It came to a head on Monday morning when I interviewed a very close friend and we ended up talking about their suicide attempt, which happened many years ago. At one point when I was listening I was just clutching my chest, as if to bottle up the tidal waves of emotion that were trying to pour out. My friend and I talked for two hours. By the time I hung up the phone, I felt shell-shocked.

It was then, five interviews in, that I realised I had to cancel the other five. I’d set myself up a ridiculous schedule of two interviews a day max, with the view to talk to each person for up to two hours… it didn’t sound like a large amount as I wrote it all down in my planner, but I realised that it was. I had no boundaries, either. I would be listening, open and searching, sometimes sharing parts of myself, holding space for people as they talk about their deepest fears and perspectives. And I wasn’t taking much time in between these conversations to process, unwind, or take care of myself. I was all “go, go, go!”

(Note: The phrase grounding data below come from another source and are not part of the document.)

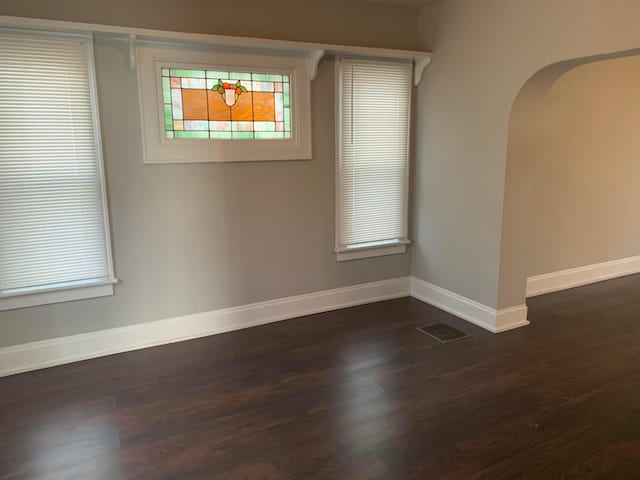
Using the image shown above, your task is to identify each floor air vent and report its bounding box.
[416,323,471,343]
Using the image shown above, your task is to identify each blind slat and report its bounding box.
[0,31,110,292]
[338,59,411,247]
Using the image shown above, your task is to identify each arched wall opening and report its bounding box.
[498,49,640,310]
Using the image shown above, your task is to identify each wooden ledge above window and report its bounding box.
[0,15,433,86]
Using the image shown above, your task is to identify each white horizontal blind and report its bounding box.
[337,58,411,248]
[0,31,112,294]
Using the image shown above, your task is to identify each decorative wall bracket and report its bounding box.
[128,34,136,72]
[413,56,432,87]
[308,49,325,81]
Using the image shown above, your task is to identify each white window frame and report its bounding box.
[137,44,312,163]
[0,30,116,311]
[335,57,412,262]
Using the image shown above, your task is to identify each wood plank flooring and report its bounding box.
[2,275,640,479]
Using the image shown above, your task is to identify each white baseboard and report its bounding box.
[526,255,640,297]
[1,274,536,378]
[410,277,529,334]
[0,276,411,378]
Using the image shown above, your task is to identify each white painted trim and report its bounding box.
[337,244,407,262]
[0,275,539,377]
[307,49,325,81]
[413,56,431,86]
[0,15,432,85]
[0,283,115,312]
[128,33,136,71]
[494,305,531,333]
[86,35,116,284]
[526,255,640,297]
[137,46,312,163]
[0,277,410,377]
[410,277,529,334]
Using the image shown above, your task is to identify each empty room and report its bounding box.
[2,0,640,478]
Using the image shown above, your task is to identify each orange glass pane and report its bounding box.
[173,120,184,131]
[182,89,208,120]
[231,92,253,121]
[253,92,276,121]
[208,91,231,121]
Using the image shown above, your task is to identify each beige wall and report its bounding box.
[413,0,640,311]
[0,0,419,50]
[502,56,640,292]
[0,1,417,347]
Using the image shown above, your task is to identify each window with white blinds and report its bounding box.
[336,58,411,261]
[0,30,115,310]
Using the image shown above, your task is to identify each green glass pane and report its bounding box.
[165,131,174,138]
[230,72,252,80]
[207,70,230,79]
[265,74,283,82]
[251,73,271,81]
[164,105,173,130]
[255,131,285,139]
[253,122,276,132]
[174,131,209,138]
[282,74,290,83]
[161,68,170,77]
[232,131,255,139]
[284,108,291,131]
[169,69,206,78]
[162,78,171,103]
[211,131,232,139]
[283,84,290,107]
[284,131,292,139]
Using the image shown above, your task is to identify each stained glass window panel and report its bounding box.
[161,68,292,139]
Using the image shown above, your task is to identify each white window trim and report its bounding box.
[0,279,117,311]
[0,31,117,310]
[334,57,412,262]
[137,45,312,163]
[336,240,411,262]
[87,34,117,288]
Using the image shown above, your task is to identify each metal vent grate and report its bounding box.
[416,323,471,343]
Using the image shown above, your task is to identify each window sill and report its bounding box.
[0,278,118,312]
[336,240,410,262]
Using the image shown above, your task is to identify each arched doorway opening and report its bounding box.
[498,49,640,311]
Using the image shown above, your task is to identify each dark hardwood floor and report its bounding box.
[3,275,640,479]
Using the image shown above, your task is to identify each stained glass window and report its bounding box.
[161,68,292,139]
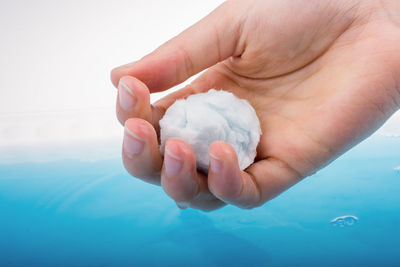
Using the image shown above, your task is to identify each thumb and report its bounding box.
[111,2,243,92]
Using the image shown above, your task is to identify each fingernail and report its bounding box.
[124,128,144,155]
[119,80,137,111]
[164,147,183,177]
[210,153,223,173]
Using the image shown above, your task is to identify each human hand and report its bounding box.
[111,0,400,210]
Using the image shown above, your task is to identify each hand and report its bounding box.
[110,0,400,210]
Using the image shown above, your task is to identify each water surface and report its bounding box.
[0,136,399,266]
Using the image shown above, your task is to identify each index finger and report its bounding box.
[110,1,241,92]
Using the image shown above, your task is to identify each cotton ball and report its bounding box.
[159,89,262,173]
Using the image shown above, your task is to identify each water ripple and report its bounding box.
[330,215,359,227]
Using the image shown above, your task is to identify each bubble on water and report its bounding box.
[330,215,359,227]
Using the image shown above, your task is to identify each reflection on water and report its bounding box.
[394,166,400,174]
[165,210,268,266]
[0,135,399,266]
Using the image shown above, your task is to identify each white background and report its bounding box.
[0,0,398,161]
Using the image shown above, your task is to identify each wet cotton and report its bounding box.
[159,89,262,173]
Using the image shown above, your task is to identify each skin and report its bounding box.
[110,0,400,211]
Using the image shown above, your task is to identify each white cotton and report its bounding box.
[159,89,262,173]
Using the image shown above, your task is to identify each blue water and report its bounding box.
[1,136,399,266]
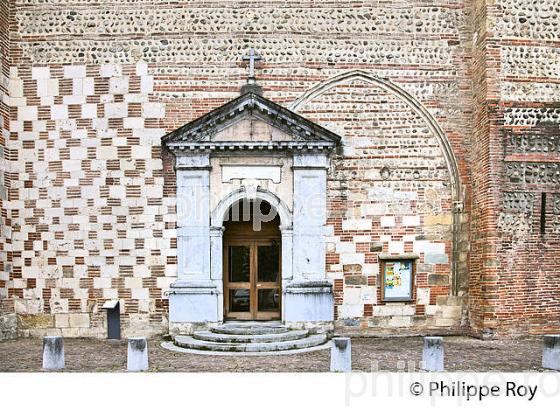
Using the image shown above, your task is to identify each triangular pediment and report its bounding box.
[162,92,341,153]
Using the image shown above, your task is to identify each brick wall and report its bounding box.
[0,0,16,340]
[0,0,11,301]
[469,0,560,338]
[0,0,557,338]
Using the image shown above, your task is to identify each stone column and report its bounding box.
[284,153,333,323]
[280,226,293,321]
[175,153,211,281]
[292,153,327,280]
[169,153,219,326]
[210,226,225,322]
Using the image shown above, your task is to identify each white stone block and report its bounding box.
[342,219,372,231]
[55,314,69,328]
[105,102,128,118]
[136,61,148,76]
[8,79,24,98]
[338,304,363,319]
[125,277,142,289]
[83,78,95,95]
[422,337,444,372]
[388,241,405,254]
[140,76,154,93]
[402,216,420,226]
[142,102,165,118]
[362,263,379,275]
[63,95,85,105]
[335,241,355,253]
[330,337,351,372]
[43,336,65,370]
[345,287,362,305]
[542,335,560,371]
[36,79,50,97]
[51,105,68,120]
[101,64,122,78]
[124,117,145,129]
[47,79,59,96]
[125,93,149,103]
[7,96,26,106]
[361,203,386,215]
[388,316,413,327]
[127,337,149,372]
[413,241,445,254]
[380,216,395,227]
[110,77,129,94]
[18,106,37,121]
[340,253,365,265]
[82,104,98,119]
[416,288,430,305]
[68,313,89,328]
[132,288,149,300]
[63,65,86,79]
[32,67,50,80]
[94,277,111,289]
[353,235,371,243]
[361,286,376,303]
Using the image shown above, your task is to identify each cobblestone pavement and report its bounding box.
[0,336,545,372]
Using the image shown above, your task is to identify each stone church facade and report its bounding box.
[0,0,558,340]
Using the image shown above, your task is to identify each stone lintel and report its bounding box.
[378,253,420,260]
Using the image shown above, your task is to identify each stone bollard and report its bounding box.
[127,337,149,372]
[330,337,352,372]
[422,336,444,372]
[42,336,65,370]
[542,335,560,371]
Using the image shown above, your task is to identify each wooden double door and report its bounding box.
[224,239,281,320]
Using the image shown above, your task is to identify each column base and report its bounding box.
[284,280,334,322]
[169,280,220,324]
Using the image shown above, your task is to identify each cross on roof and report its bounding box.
[242,48,262,84]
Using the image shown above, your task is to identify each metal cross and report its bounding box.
[242,48,262,83]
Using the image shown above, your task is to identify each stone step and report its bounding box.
[193,329,309,343]
[174,333,328,352]
[211,323,288,335]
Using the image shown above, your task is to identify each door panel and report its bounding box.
[229,245,250,282]
[229,289,250,313]
[224,240,281,320]
[257,244,280,282]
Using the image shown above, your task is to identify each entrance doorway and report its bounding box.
[223,200,281,320]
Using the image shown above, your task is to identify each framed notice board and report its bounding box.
[381,259,415,302]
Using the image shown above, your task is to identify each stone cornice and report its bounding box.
[167,140,336,155]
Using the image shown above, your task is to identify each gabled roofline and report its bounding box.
[161,92,342,146]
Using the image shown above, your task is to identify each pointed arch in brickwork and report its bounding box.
[289,70,462,206]
[290,70,465,295]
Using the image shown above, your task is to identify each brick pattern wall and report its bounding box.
[0,0,12,301]
[469,0,560,338]
[1,0,557,338]
[297,82,464,332]
[6,0,474,337]
[0,0,17,340]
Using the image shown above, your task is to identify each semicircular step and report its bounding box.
[193,329,309,343]
[174,333,327,353]
[211,324,288,335]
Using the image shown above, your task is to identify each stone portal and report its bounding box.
[162,92,341,334]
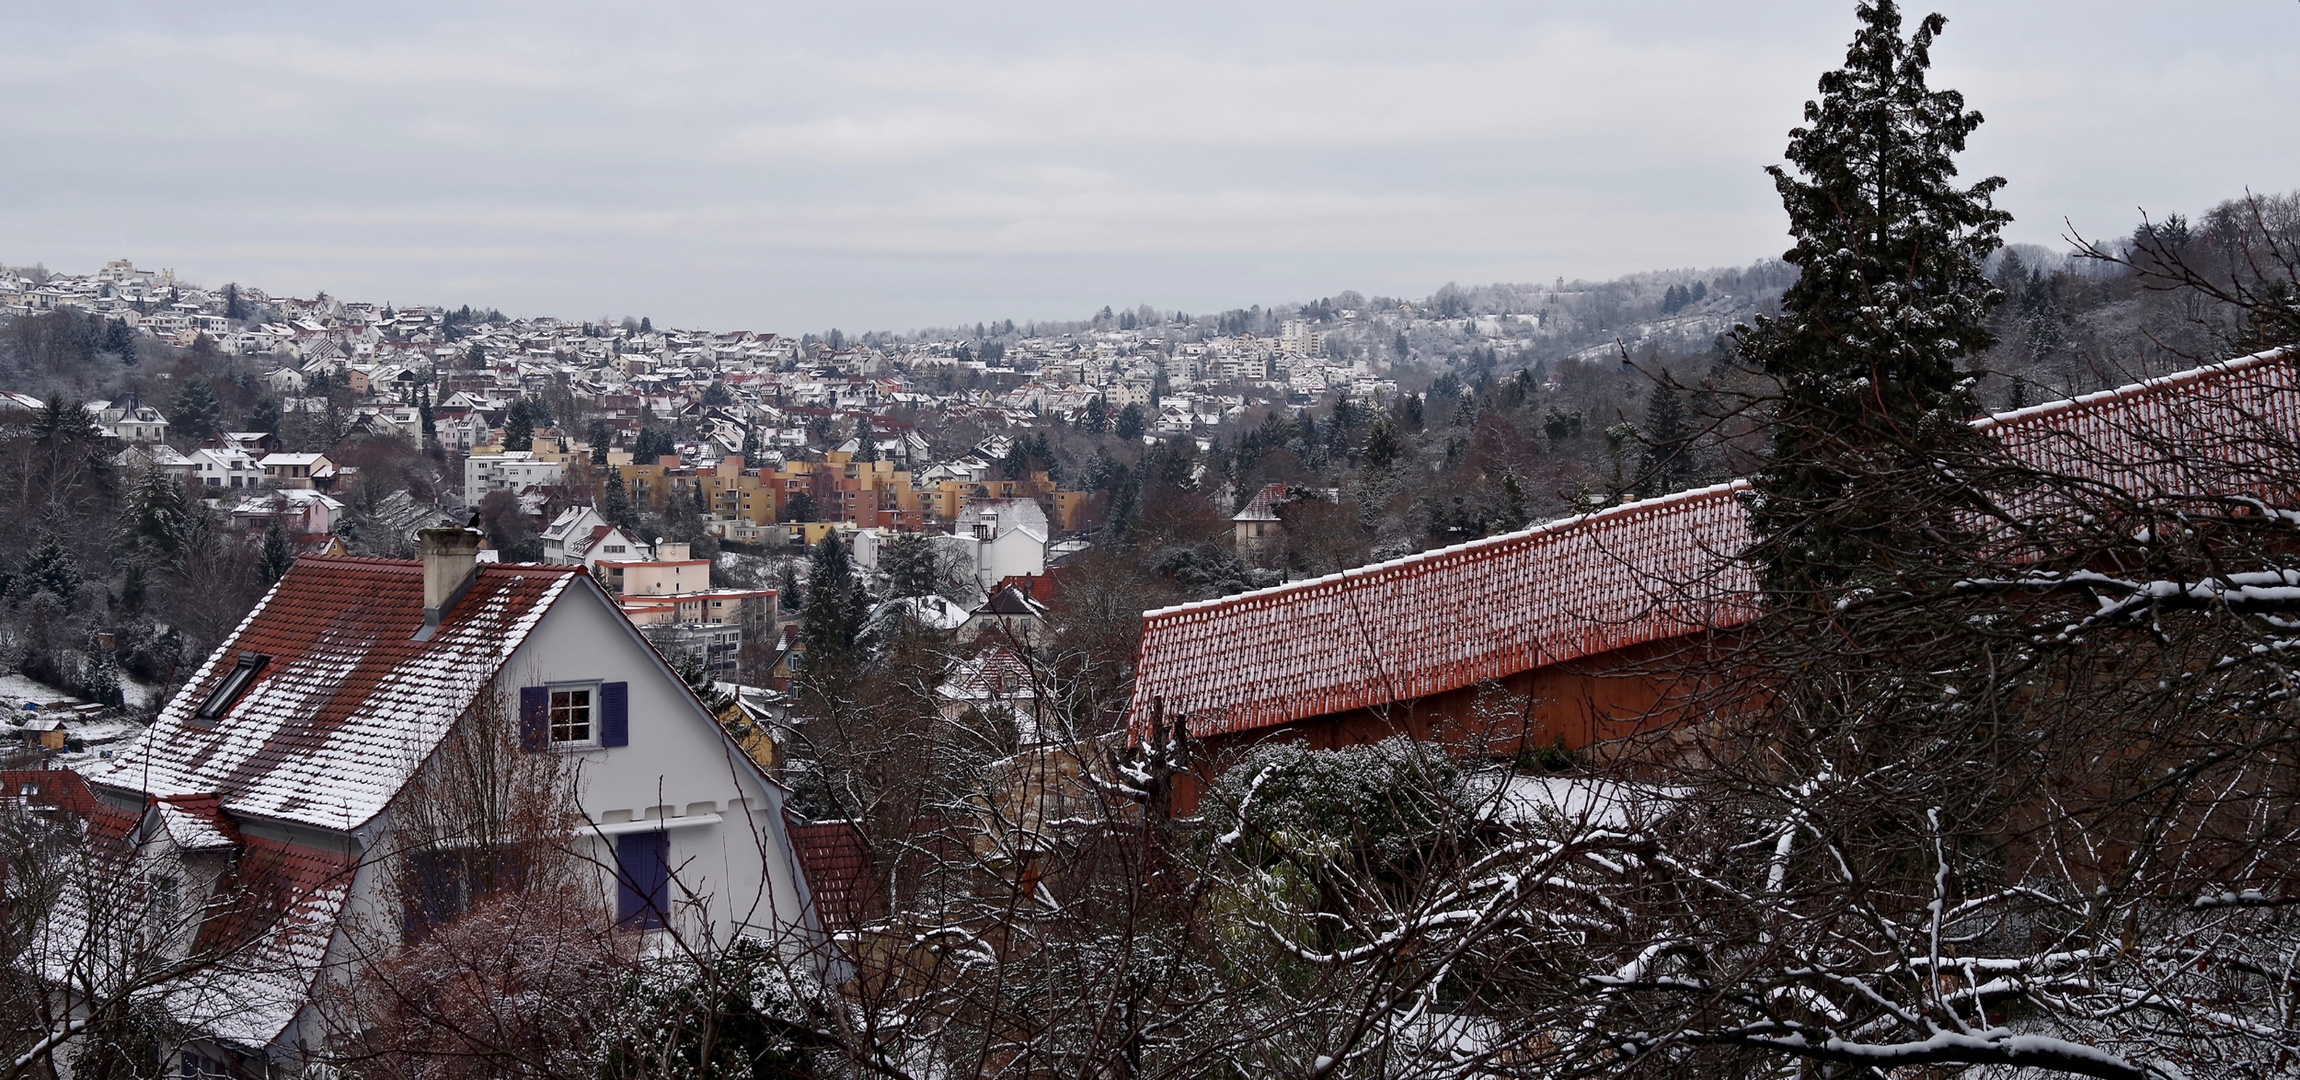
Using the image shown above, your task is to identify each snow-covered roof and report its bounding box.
[91,557,585,832]
[153,794,238,851]
[1233,483,1286,522]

The irony isn’t lost on me. I’m on furlough and I thought I should use this time by working really hard and fast on the research process of the project, so I wouldn’t have to apply for a research project grant. I wanted to impress people with how much I was getting done. I wanted to smash this stage of the process. I thought 10 interviews was barely enough. More was more, I didn’t want to be left behind. So here I was, anxious about wasting time on a project that was all about reconciling emotions on wasting time.

Kinda dumb, huh?

This project is absolutely about myself and trying to make something for myself, as well as everyone else who experiences anxiety around time. I didn’t think it would get under my skin so quickly.

So now, my plan for the next few weeks is this:

  • create a reading list

  • read!

  • write out interview notes

  • add to my research book with lots more notes and ideas as I continue reading and thinking

  • write this blog a few times a week

From what I’ve learned, sometimes things move slowly and imperceptibly. So that’s what I’m going to do. Keep doing stuff but letting that underground river (I haven’t written about the underground river yet! I will do soon) run on, to its unseen destination.